信号がない!? 離島クルマ事情 -その1-

海に囲まれた国、日本。北海道・本州・四国・九州以外に400島もの有人島があり、人が暮らし、クルマが走る日常がある。なかでも、人口千人クラスの島々には独特のクルマ文化が根付いているようだ。そんな小さな離島のクルマ生活をのぞいてみたい。

信号がない! あっても24時間黄色の点滅

信号がない、もしくは、あっても1つ。そしてその目的は、子どもたちに「信号とはどういったものか」を教えるためであり、小学校の前などにあることが多い。
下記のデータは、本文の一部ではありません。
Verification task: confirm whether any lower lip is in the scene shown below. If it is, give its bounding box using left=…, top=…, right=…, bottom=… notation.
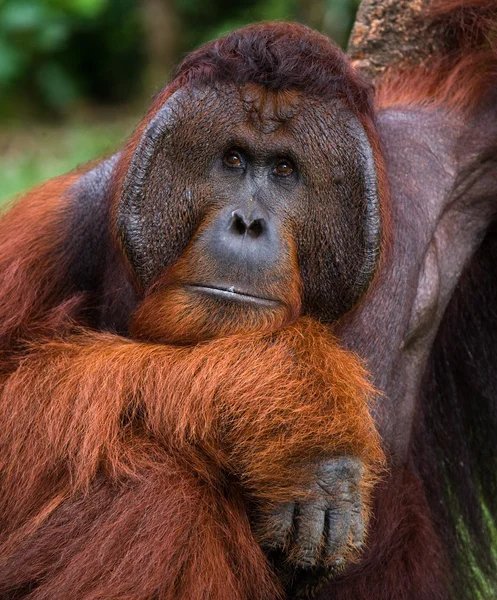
left=186, top=285, right=278, bottom=308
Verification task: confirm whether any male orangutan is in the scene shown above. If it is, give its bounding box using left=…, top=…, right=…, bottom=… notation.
left=0, top=0, right=497, bottom=600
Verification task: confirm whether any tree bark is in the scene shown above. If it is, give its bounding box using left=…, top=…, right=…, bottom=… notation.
left=348, top=0, right=444, bottom=79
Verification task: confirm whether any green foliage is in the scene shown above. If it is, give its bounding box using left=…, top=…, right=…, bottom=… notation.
left=0, top=0, right=143, bottom=116
left=0, top=119, right=134, bottom=207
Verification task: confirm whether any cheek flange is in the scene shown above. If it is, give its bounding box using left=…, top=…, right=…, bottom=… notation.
left=117, top=89, right=217, bottom=288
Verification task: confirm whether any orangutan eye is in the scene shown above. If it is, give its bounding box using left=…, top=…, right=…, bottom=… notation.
left=273, top=159, right=293, bottom=177
left=223, top=150, right=243, bottom=169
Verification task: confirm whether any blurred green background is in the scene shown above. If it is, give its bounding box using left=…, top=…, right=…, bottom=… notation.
left=0, top=0, right=359, bottom=202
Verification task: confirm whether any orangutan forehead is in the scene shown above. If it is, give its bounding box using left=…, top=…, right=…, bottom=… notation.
left=186, top=83, right=340, bottom=133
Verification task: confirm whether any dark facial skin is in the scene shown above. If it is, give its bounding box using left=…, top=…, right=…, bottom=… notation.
left=118, top=85, right=380, bottom=330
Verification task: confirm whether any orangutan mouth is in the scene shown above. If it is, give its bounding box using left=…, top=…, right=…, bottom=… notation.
left=186, top=283, right=280, bottom=308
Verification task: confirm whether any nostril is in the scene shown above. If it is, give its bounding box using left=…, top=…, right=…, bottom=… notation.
left=231, top=212, right=247, bottom=235
left=247, top=219, right=264, bottom=238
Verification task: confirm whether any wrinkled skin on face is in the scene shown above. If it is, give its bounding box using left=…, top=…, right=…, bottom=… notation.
left=118, top=85, right=380, bottom=341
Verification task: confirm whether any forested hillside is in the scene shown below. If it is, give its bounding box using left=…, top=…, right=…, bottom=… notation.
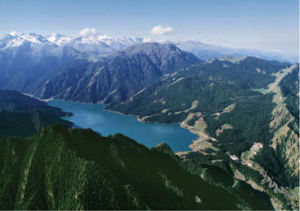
left=0, top=125, right=271, bottom=210
left=107, top=57, right=299, bottom=209
left=0, top=89, right=72, bottom=137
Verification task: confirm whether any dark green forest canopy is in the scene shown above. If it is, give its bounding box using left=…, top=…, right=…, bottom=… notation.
left=0, top=125, right=271, bottom=209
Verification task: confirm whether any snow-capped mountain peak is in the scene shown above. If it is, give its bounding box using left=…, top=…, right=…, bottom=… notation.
left=78, top=27, right=100, bottom=36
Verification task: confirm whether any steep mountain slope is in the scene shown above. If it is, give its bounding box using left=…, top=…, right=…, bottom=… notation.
left=0, top=89, right=72, bottom=137
left=35, top=43, right=199, bottom=103
left=107, top=57, right=299, bottom=209
left=0, top=125, right=272, bottom=210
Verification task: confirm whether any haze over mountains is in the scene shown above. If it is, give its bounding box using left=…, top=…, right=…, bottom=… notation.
left=0, top=28, right=298, bottom=62
left=0, top=28, right=299, bottom=209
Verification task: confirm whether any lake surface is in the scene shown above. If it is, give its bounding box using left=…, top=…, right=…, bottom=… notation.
left=48, top=100, right=272, bottom=210
left=48, top=100, right=197, bottom=152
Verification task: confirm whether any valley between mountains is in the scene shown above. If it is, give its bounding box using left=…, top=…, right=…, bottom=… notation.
left=0, top=30, right=299, bottom=210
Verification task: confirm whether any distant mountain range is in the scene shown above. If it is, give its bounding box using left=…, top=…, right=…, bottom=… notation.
left=0, top=28, right=299, bottom=210
left=0, top=28, right=298, bottom=62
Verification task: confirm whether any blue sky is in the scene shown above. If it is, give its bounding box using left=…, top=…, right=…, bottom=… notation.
left=0, top=0, right=299, bottom=55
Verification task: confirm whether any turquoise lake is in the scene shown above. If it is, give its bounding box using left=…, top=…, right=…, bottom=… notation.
left=48, top=100, right=197, bottom=152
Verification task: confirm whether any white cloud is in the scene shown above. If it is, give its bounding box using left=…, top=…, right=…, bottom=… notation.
left=150, top=26, right=174, bottom=35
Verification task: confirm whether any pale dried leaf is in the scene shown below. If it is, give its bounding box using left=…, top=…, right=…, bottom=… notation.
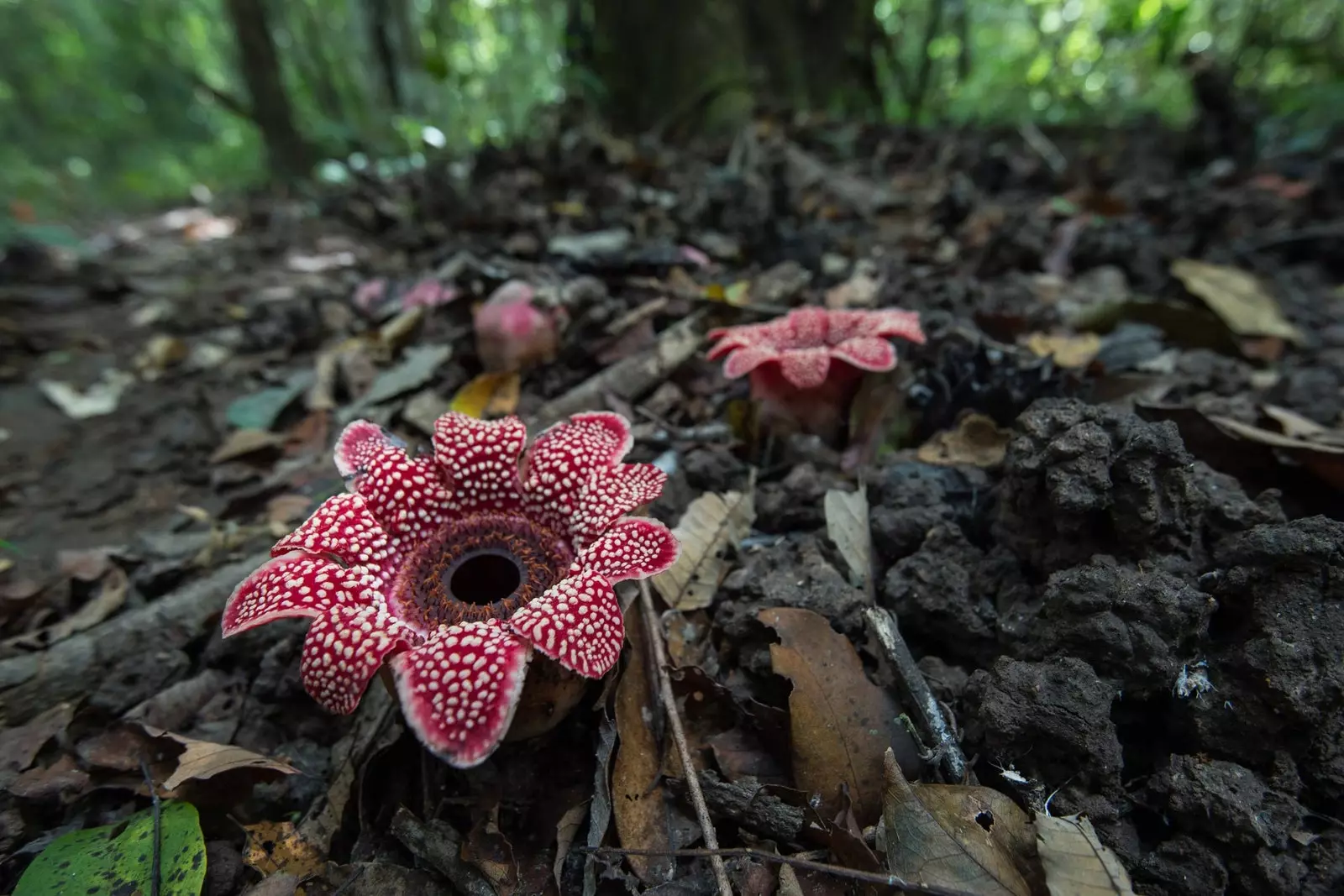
left=1037, top=815, right=1134, bottom=896
left=139, top=724, right=298, bottom=790
left=918, top=414, right=1012, bottom=468
left=1171, top=258, right=1302, bottom=345
left=882, top=750, right=1035, bottom=896
left=652, top=491, right=755, bottom=610
left=825, top=486, right=872, bottom=591
left=757, top=607, right=909, bottom=825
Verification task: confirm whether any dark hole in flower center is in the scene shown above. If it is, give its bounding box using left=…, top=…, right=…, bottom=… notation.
left=448, top=551, right=522, bottom=605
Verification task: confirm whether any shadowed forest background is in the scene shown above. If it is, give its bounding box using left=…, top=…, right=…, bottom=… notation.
left=8, top=0, right=1344, bottom=217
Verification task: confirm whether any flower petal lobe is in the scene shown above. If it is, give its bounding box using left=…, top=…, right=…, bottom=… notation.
left=391, top=622, right=533, bottom=768
left=300, top=605, right=418, bottom=716
left=508, top=569, right=625, bottom=679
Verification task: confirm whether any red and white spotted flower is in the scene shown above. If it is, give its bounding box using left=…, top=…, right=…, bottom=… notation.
left=708, top=307, right=925, bottom=435
left=223, top=412, right=677, bottom=768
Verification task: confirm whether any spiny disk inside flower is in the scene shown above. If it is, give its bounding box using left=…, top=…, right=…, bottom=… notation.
left=473, top=280, right=559, bottom=374
left=223, top=412, right=677, bottom=768
left=708, top=307, right=925, bottom=437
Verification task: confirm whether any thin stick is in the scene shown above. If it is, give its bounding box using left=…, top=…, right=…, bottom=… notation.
left=863, top=607, right=966, bottom=784
left=640, top=579, right=732, bottom=896
left=578, top=846, right=974, bottom=896
left=139, top=757, right=163, bottom=896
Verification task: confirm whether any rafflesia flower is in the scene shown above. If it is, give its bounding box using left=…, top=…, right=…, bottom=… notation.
left=472, top=280, right=560, bottom=374
left=223, top=412, right=677, bottom=768
left=708, top=307, right=925, bottom=438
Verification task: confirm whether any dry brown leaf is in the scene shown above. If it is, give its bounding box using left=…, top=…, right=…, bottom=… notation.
left=757, top=607, right=905, bottom=826
left=210, top=430, right=285, bottom=464
left=1026, top=333, right=1100, bottom=367
left=551, top=799, right=589, bottom=892
left=1035, top=815, right=1134, bottom=896
left=825, top=488, right=872, bottom=591
left=136, top=723, right=298, bottom=790
left=612, top=600, right=674, bottom=885
left=918, top=414, right=1012, bottom=468
left=0, top=565, right=130, bottom=650
left=449, top=374, right=522, bottom=421
left=650, top=491, right=755, bottom=610
left=244, top=820, right=327, bottom=878
left=1208, top=417, right=1344, bottom=489
left=1171, top=258, right=1302, bottom=345
left=882, top=750, right=1037, bottom=896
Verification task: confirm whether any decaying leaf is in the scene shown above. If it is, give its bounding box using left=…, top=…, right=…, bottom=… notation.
left=449, top=374, right=522, bottom=419
left=1171, top=258, right=1302, bottom=345
left=918, top=414, right=1012, bottom=468
left=758, top=607, right=906, bottom=826
left=139, top=724, right=298, bottom=790
left=882, top=751, right=1037, bottom=896
left=0, top=565, right=130, bottom=650
left=244, top=820, right=327, bottom=878
left=825, top=486, right=872, bottom=591
left=652, top=491, right=755, bottom=610
left=1035, top=815, right=1134, bottom=896
left=612, top=602, right=675, bottom=885
left=1026, top=333, right=1100, bottom=367
left=210, top=430, right=285, bottom=464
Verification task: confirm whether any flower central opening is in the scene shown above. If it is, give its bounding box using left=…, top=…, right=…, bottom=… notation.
left=448, top=551, right=522, bottom=605
left=388, top=511, right=574, bottom=634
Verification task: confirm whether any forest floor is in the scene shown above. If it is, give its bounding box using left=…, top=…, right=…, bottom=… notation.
left=0, top=125, right=1344, bottom=896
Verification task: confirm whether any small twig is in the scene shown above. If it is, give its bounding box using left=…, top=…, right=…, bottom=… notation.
left=640, top=579, right=732, bottom=896
left=139, top=757, right=163, bottom=896
left=863, top=607, right=968, bottom=784
left=578, top=846, right=974, bottom=896
left=1017, top=121, right=1068, bottom=175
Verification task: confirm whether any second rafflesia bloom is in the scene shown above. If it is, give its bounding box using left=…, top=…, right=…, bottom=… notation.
left=708, top=307, right=925, bottom=438
left=223, top=412, right=677, bottom=768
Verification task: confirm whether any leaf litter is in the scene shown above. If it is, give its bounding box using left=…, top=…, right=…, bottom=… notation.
left=0, top=101, right=1344, bottom=896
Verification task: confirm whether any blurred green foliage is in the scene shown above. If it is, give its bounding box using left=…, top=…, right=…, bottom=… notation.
left=0, top=0, right=1344, bottom=217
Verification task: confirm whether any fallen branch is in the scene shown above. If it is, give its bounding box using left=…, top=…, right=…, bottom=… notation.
left=580, top=846, right=976, bottom=896
left=863, top=607, right=968, bottom=784
left=527, top=313, right=704, bottom=432
left=0, top=553, right=269, bottom=726
left=640, top=579, right=732, bottom=896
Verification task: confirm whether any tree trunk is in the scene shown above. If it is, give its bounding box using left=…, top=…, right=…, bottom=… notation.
left=591, top=0, right=753, bottom=134
left=588, top=0, right=882, bottom=133
left=224, top=0, right=313, bottom=180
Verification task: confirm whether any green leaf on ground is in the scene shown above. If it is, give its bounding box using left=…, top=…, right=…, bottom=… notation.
left=13, top=802, right=206, bottom=896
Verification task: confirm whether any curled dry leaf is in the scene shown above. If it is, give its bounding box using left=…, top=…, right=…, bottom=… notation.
left=1171, top=258, right=1302, bottom=345
left=918, top=414, right=1012, bottom=468
left=139, top=724, right=298, bottom=790
left=1035, top=815, right=1134, bottom=896
left=825, top=486, right=872, bottom=591
left=758, top=607, right=909, bottom=826
left=244, top=820, right=327, bottom=878
left=882, top=751, right=1037, bottom=896
left=652, top=491, right=755, bottom=611
left=1026, top=333, right=1100, bottom=367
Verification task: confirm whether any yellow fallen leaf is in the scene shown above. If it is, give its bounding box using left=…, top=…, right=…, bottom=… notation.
left=449, top=374, right=522, bottom=419
left=1171, top=258, right=1302, bottom=345
left=1026, top=333, right=1100, bottom=367
left=650, top=491, right=755, bottom=610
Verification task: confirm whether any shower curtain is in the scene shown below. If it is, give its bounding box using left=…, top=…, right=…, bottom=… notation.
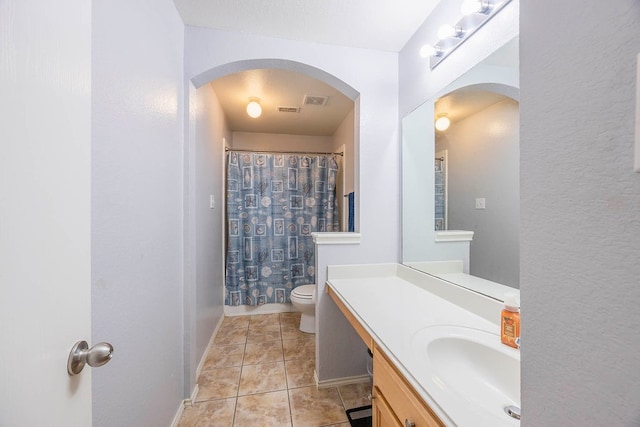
left=435, top=157, right=447, bottom=231
left=225, top=151, right=339, bottom=306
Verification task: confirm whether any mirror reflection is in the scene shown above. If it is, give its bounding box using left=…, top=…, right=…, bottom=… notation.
left=403, top=38, right=520, bottom=299
left=434, top=86, right=520, bottom=287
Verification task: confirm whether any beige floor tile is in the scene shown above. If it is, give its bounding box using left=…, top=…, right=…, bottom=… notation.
left=238, top=362, right=287, bottom=396
left=196, top=366, right=241, bottom=402
left=282, top=335, right=316, bottom=360
left=247, top=324, right=282, bottom=343
left=213, top=329, right=247, bottom=345
left=220, top=316, right=251, bottom=329
left=338, top=382, right=371, bottom=409
left=289, top=386, right=348, bottom=427
left=249, top=313, right=280, bottom=327
left=178, top=398, right=236, bottom=427
left=202, top=344, right=245, bottom=369
left=285, top=359, right=316, bottom=388
left=280, top=311, right=302, bottom=326
left=280, top=323, right=309, bottom=340
left=234, top=390, right=291, bottom=427
left=244, top=341, right=284, bottom=365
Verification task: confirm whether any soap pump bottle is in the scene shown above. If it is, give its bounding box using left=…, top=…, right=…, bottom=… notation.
left=500, top=292, right=520, bottom=348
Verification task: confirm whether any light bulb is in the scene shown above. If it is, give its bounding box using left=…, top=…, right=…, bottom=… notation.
left=437, top=24, right=463, bottom=40
left=247, top=98, right=262, bottom=119
left=435, top=116, right=451, bottom=132
left=420, top=44, right=438, bottom=58
left=460, top=0, right=491, bottom=16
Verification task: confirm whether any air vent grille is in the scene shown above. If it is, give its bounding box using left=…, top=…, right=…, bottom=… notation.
left=302, top=95, right=329, bottom=107
left=278, top=107, right=300, bottom=113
しかし交通量が少ないため、常時黄色の点滅。街から来たドライバーはたいてい戸惑ってしまうようだ。というのも、教習で習ったものの市街地では滅多に目にすることがないからだと思われる。黄色の点滅は「注意して進行」。赤の点滅のように一時停止してしまうと追突される恐れがあるので、法令に準じた判断が求められる。

クルマがタダ?

クルマが欲しいときは周りの人に声をかけておくと、どこからともなく声がかかり格安、もしくは譲って貰えることも。「クルマがタダ!」と色めき立つが、そこは離島。潮風にさらされ、ボディにサビが浮いた走行距離10万kmを超えたMTの箱バンか軽トラが登場する。ちなみに島内で走っているクルマの半数以上はMT。レンタカーならATが選べるが、移住するなら運転免許のAT限定は解除しておくのが吉。

クルマは現物を見ずに購入!?

ATじゃないと無理、もしくはクルマを選びたい方のために、本土からクルマを仕入れる方法も。本土側港近辺の中古車ショップの在庫をネットで検索。港まで送って貰うことが可能だ。クルマのみをフェリーに載せることを「無人航送」と呼び、各フェリー会社では車長に応じて金額を設定している。中古車ショップもそれを心得ているので、無人航送料金プラス数千円の手間賃でやってくれる店舗も。「中古車を見ずに買うなんて!」と思われるかもしれないが、大丈夫。島内で流通しているクルマよりまともなことは確かだ。

そんな離島のクルマ生活。同じ日本の暮らしのひとつとしてとらえてみると、まだまだ知らない世界があるものだ。